What everyone needs to realize about cooking is that it’s an exercise in failure. Show me a cook/chef who hasn’t failed in the kitchen in some shape or form and I’ll show you a liar. EVERYONE messes up in the kitchen, that’s part of the learning process. Think outside of the kitchen to a colossal mess up you’ve had in the workplace, as a student, or as a parent/adult, that failure is burned into your mind and you probably learned the most from that experience than you did from 100 successes. It’s just the way the human mind works, when you screw up you typically learn from your mistakes and grow from them. The same thing applies to cooking, especially when you start cooking, people will screw up and many folks decide that the one time they screwed up was one time too many and that they’ll never attempt to cook again. But I’m here to tell you that if you’re willing to go back into the fire you’re skills will grow exponentially. Disobey the cooking fear folks.
You might disagree with me on this one, but I don’t care.
RECIPES!
“What do you mean recipes?! If you don’t have a recipe you can’t figure out how to make the food!” And to that I say, WRONG!!
Recipes are good for the following things:
1- Baking, I will admit, if you mess up a baking recipe you run the risk of some seriously shitty baked goods.
2-Cooking Ideas- they are great tools to give you ideas on what to make or the general guidelines for how to make something.
THAT’S IT!
People who are bad at cooking, generally overly rely on recipes to guide them. I’m here to say the recipe does you more harm than good, recipes provide you with short-term benefits of a meal that tastes good. BUT, when you’re following a recipe, more often you’re just mindlessly going through the motions just following the steps (not to mention you’re cooking slow). That’s all well and good if you just want one singular meal, but it’s terrible if you want to become a good cook.

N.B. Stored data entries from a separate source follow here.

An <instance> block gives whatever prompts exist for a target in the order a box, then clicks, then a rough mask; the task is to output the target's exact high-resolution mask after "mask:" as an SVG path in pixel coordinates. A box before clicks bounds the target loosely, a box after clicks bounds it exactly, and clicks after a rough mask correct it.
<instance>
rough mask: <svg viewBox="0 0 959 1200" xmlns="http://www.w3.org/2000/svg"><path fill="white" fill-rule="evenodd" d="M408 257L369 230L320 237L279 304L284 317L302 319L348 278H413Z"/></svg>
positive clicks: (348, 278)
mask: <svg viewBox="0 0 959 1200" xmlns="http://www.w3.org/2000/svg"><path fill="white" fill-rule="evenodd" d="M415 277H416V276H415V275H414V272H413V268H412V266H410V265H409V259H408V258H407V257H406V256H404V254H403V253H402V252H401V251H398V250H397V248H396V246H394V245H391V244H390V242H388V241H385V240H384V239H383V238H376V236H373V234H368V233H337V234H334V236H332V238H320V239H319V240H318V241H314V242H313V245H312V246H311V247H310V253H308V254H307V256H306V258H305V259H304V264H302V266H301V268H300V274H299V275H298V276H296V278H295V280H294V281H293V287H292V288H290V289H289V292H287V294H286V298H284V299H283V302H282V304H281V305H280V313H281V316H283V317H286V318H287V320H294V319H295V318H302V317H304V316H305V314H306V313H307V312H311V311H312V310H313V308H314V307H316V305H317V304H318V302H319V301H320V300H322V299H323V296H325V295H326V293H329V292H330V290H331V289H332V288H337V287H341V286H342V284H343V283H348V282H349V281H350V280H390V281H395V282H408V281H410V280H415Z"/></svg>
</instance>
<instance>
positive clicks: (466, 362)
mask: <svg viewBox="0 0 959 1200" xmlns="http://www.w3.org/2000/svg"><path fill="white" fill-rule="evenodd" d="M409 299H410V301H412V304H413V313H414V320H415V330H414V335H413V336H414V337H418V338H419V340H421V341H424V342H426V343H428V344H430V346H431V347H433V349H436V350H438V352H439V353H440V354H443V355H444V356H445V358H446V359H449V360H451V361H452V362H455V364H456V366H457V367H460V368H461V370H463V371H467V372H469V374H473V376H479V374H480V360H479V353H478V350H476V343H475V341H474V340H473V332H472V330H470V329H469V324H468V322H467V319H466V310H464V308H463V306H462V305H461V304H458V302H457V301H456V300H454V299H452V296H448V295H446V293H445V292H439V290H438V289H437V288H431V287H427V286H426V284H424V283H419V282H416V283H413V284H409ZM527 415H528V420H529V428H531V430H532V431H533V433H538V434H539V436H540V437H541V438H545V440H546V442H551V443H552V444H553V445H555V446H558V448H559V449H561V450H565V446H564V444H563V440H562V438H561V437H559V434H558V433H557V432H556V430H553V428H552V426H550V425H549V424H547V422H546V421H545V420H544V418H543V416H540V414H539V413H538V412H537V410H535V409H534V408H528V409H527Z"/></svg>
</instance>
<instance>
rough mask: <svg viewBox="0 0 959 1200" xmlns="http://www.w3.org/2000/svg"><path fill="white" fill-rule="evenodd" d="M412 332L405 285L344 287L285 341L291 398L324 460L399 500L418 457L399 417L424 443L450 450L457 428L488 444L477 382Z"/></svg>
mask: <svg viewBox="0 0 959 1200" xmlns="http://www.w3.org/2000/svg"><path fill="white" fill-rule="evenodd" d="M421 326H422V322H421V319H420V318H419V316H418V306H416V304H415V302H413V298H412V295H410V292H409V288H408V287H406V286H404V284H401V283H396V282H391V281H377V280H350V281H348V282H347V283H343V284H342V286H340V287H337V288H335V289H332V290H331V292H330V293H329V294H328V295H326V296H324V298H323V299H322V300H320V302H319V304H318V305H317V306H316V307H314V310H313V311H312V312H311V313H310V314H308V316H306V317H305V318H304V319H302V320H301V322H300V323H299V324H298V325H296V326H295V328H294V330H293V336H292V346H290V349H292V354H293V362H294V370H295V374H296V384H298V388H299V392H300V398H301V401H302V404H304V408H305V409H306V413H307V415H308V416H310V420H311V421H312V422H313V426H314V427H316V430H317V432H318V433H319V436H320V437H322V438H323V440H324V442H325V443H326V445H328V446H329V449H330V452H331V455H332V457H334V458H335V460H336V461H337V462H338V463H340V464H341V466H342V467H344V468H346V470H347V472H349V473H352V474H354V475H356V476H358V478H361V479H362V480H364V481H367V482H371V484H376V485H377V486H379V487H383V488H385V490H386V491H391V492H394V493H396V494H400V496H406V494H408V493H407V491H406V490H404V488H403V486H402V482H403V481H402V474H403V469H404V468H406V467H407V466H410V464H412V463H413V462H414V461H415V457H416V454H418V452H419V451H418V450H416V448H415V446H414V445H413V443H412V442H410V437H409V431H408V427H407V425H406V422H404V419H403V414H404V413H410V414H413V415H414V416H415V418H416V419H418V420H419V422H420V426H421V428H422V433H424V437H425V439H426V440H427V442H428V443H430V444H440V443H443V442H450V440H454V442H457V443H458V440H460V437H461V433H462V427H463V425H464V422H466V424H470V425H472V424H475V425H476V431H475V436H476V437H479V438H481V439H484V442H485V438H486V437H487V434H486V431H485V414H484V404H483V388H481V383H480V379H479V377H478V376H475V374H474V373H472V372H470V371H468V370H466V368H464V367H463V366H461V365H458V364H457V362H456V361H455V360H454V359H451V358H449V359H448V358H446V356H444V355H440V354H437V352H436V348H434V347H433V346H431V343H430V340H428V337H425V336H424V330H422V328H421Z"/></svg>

You’re not learning when you’re doing this, when you free-style cook you have to problem solve and critically think to solve your cooking dilemma. Sure this may yield some yucky meals in the beginning, but you will instantly learn from your mistakes as opposed to being chained to the strict guidelines of a recipe. If you insist on using recipes, only use them once to test drive the dish and then don’t use them again. Think of all the great cooks you’ve met in your life, for me it’s my Mom and Grandma, when I would ask them how to make something, it’s a handful of this or a dash of that. It’s not *nerdy voice* you must use exactly 2 teaspoons of salt here or your entire dish will be ruined!
Recipes make you think that you’ve done something wrong if you didn’t follow them to a T. I’m here to tell you to free yourselves from the shackles of recipe tyranny! Try to make things on your own and don’t be afraid to make mistakes!
This last one is maybe the most important rule for all cooks and chefs regardless of skill level:
TASTE YOUR FOOD!!
You see Gordon Ramsay say this all the time on TV and he’s 100% right, taste your food people! Don’t wait to see that your food tastes like shit after your spouse or loved ones nosh on your meal, taste it as you go through the cooking process! That way you’ll know that you’ve put too much or too little of something in your dish, and you’ll learn how to correct it.
Too salty? Add some stock or lemon juice to it.
Too sweet? Try and add some citrus or savory to the dish to balance out the sweetness.
Remember, cooking is all about maintaining a flavor balance in your dish, when that balance goes out of whack your dish will suffer as a result of it.
Conclusion
That’s all it takes people, it’s not some magical recipe or a quick fix but I can guarantee you that if you follow these four rules you will become a good cook…eventually.